Arizona is now seeking Supreme Court review, arguing that federal officials have been lax in securing the nation’s borders and that U.S. immigration law lets states step into the void.
“The burden’s on the federal government to explain why it is that immigration is sufficiently different from every other area of the law that a state can’t effectively try to enforce the federal substantive law,” said Paul Clement, a Washington lawyer and former U.S. solicitor general who represents Arizona in the case.
The affirmative action appeal asks the Supreme Court to reconsider, or at least limit, its 2003 ruling upholding the use of race as a factor in university admissions decisions for purposes of classroom diversity.
The appeal is being pressed by Abigail Fisher, a rejected white applicant to the University of Texas at Austin. The university uses a hybrid system that combines racial preferences with a rule that guarantees admission to Texans who graduate in the top 10 percent of their high school class.
The composition of the Supreme Court has changed since 2003, most notably through the retirement of the earlier ruling’s author, Sandra Day O’Connor, and the appointment of Samuel Alito to succeed her. Alito was in the majority in a 2007 decision that put new limits on public school integration efforts.
‘Anxiety and Nervousness’
Among affirmative action backers, “there is a certain amount of anxiety and nervousness about the UT case,” said Sherrilyn Ifill, a professor at the University of Maryland School of Law in College Park.
The broadcasting case, likely to be argued in January, is perhaps the most significant of the court’s business cases. The court will decide whether federal regulators are violating the Constitution by imposing fines for on-air profanities and nudity. The case involves expletives uttered on two Fox network award shows and a scene with a naked woman on ABC’s “NYPD Blue.”
News Corp. (NWS)’s Fox and Walt Disney Co. (DIS)’s ABC are asking the court to overturn decades-old rulings that give the Federal Communications Commission more authority to regulate programming on broadcast stations than on cable or satellite.
The networks have reason for optimism, said John Elwood, a Washington appellate lawyer at Vinson & Elkins LLP. In an earlier phase of the litigation, several justices pointed to First Amendment concerns about the FCC crackdown. And in its most recent term, the justices ruled in favor of speech rights in four cases.

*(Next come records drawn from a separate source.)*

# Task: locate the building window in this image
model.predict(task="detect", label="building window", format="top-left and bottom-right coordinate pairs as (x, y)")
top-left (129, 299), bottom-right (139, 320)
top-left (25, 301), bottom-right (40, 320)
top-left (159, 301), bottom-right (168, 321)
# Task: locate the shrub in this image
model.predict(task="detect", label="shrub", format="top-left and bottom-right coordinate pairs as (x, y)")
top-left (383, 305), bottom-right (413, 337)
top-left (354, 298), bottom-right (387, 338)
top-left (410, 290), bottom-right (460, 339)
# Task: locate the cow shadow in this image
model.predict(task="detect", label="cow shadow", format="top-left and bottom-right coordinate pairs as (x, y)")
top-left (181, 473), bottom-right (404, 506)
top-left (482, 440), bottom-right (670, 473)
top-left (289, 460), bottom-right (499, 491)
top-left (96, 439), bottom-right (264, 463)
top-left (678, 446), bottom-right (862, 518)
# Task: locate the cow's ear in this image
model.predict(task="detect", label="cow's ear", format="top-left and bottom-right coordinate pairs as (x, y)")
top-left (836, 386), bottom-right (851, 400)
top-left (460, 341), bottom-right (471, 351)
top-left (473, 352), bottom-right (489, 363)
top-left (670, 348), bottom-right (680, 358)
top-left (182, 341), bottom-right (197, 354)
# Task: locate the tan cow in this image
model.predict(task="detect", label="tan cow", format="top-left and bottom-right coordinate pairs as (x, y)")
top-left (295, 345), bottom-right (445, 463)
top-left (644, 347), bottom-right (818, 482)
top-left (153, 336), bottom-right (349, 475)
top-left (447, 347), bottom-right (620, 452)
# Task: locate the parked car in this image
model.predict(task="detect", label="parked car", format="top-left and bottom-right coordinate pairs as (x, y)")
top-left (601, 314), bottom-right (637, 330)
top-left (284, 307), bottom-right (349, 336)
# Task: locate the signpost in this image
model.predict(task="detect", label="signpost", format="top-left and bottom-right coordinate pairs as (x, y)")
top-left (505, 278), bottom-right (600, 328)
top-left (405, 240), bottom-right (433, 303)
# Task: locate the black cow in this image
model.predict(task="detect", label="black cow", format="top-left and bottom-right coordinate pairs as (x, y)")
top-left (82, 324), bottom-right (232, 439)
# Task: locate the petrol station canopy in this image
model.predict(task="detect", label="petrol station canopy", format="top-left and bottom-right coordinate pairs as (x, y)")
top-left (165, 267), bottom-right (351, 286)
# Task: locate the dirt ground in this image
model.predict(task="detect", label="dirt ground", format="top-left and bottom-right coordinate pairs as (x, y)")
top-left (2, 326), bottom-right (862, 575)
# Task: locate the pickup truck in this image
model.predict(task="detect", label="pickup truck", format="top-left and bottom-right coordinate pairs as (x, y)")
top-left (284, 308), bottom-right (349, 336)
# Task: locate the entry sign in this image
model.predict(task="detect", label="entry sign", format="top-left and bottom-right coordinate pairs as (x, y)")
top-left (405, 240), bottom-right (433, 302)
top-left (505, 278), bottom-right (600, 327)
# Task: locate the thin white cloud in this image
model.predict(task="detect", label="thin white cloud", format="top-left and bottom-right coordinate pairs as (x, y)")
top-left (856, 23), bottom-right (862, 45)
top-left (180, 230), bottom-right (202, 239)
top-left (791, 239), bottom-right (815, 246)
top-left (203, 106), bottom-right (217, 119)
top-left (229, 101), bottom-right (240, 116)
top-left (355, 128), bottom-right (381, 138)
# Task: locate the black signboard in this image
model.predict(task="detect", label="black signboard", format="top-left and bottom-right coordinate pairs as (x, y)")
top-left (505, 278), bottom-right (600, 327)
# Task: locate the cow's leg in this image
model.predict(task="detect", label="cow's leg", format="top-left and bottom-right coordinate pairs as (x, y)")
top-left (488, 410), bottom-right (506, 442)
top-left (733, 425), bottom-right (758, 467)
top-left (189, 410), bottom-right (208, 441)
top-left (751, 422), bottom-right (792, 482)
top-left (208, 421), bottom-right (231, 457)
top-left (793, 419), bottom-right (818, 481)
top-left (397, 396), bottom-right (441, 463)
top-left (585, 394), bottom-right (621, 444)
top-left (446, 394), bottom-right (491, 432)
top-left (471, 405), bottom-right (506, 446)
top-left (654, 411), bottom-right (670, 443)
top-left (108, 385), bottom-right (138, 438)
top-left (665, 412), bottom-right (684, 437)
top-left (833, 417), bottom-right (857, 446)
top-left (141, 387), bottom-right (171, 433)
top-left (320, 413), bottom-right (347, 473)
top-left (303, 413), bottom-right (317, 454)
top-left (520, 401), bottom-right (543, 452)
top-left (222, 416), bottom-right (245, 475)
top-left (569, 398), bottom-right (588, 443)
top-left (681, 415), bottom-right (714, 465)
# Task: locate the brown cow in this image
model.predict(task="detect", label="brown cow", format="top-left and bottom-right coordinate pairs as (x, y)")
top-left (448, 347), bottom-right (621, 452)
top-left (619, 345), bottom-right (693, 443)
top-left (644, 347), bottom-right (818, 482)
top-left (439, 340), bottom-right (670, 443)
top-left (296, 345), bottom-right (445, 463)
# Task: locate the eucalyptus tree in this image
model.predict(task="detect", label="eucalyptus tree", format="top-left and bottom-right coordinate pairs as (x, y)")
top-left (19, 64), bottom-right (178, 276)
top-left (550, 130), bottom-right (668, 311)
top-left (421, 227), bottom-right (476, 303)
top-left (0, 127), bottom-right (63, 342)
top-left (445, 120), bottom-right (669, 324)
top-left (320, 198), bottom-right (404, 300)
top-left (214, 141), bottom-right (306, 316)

Government lawyers “have something of an uphill battle” in defending the policy, said Elwood, a former law clerk to Justice Anthony Kennedy.
In another case, the question is whether police need a warrant before they can place a tracking device on a car to monitor a criminal suspect’s movements over the course of weeks.
The case will mark the first time the high court has considered how the constitutional ban on unreasonable searches applies to global positioning systems, better known as GPS devices. The case is set for argument Nov. 8.
Other cases already on the docket involve the deadlines for filing some securities-fraud suits, patent protection for diagnostic medical tests and strip-searches of newly arrested people.
“Not a lot of the cases are all that sexy at the moment, but there’s some pretty significant stuff on the horizon,” Elwood said.